All manner of thoughts flowed through my mind as I progressed, head bowed, toward Glynn; Russia at the turn of the last century, extreme unction, a handful of uncut emeralds. These images fell beyond the pale of my habitual sphere of reference, and I was happy to break loose for once in my life from the usual banal restrictions that held my imagination in check. My mind glided freely as if it had been released into the locked wing of an old castle in the great forest of a country since dissolved, some long-gone kingdom that exists only in the annals of history and the realm of folk memory and is thus more alluring, more compelling, than the modern-day place could hope to be. Bohemia, say, or Dalmatia; Hibernia itself.

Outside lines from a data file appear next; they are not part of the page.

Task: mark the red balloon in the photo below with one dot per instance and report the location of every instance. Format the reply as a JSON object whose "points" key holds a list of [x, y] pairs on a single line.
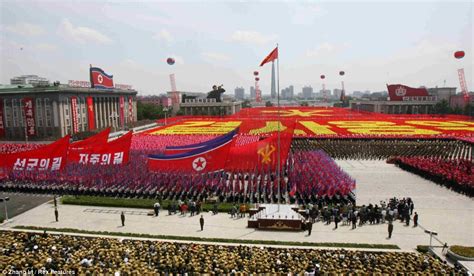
{"points": [[459, 54]]}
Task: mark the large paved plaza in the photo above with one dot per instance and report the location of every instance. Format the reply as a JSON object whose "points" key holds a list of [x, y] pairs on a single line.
{"points": [[441, 210]]}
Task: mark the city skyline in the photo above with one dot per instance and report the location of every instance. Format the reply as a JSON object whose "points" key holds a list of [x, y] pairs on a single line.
{"points": [[132, 41]]}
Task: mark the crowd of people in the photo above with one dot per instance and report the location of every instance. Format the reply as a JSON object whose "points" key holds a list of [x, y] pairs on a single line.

Nothing that transpired that evening quite took place in the present tense, nor did it feel as if it were unfolding in the city I knew so well but, rather, in some chamber out of time. More than anything, it seemed that I was reading it, in the purest, most liberating sense of the word reading, that state in which the mind is lifted out of its confines and cut free to roam at will behind the veil of a book. My imagination felt airborne, as if it had set down a great weight it had been carrying for miles, for years, until it had all but merged with it.

I — we — still heard the occasional blast of traffic on Dawson Street, but it sounded improbable, artificial, noises off on a stage set. That I hadn’t previously been aware of that building’s existence compounded the impression that the real world had been temporarily suspended. It was extraordinarily peaceful. I don’t recall ever having felt so calm. Things made sense. Faith systems, religious rituals, liturgy, made sense that night as we closed in on Glynn — not as they pertained to the divine, but in the true value of ceremony, the recalibration it induced.

We each of us in our own way attempted to explain to Glynn as best we were able how much his work meant to us. We stuttered and blurted before him, blushed and shifted our weight. Antonia was too curt and said it came out patronisingly, as if she were addressing the hired help. ‘Wonderful work,’ she informed him, followed by a hearty, ‘Well done,’ hearing in her voice an echo of the belligerent insincerity of Glynn’s earlier ‘Good for you!’ Antonia was cursed with an unfortunate manner, but couldn’t seem to help herself. Aisling was too vague: (‘I get it. No, really: I get it.’) Guinevere, by the time she reached the top of the queue, was trembling from head to toe. She didn’t utter a syllable, could barely manage eye contact, and instead spilled warm smiles all over the great writer’s hands. Faye said she just closed her eyes.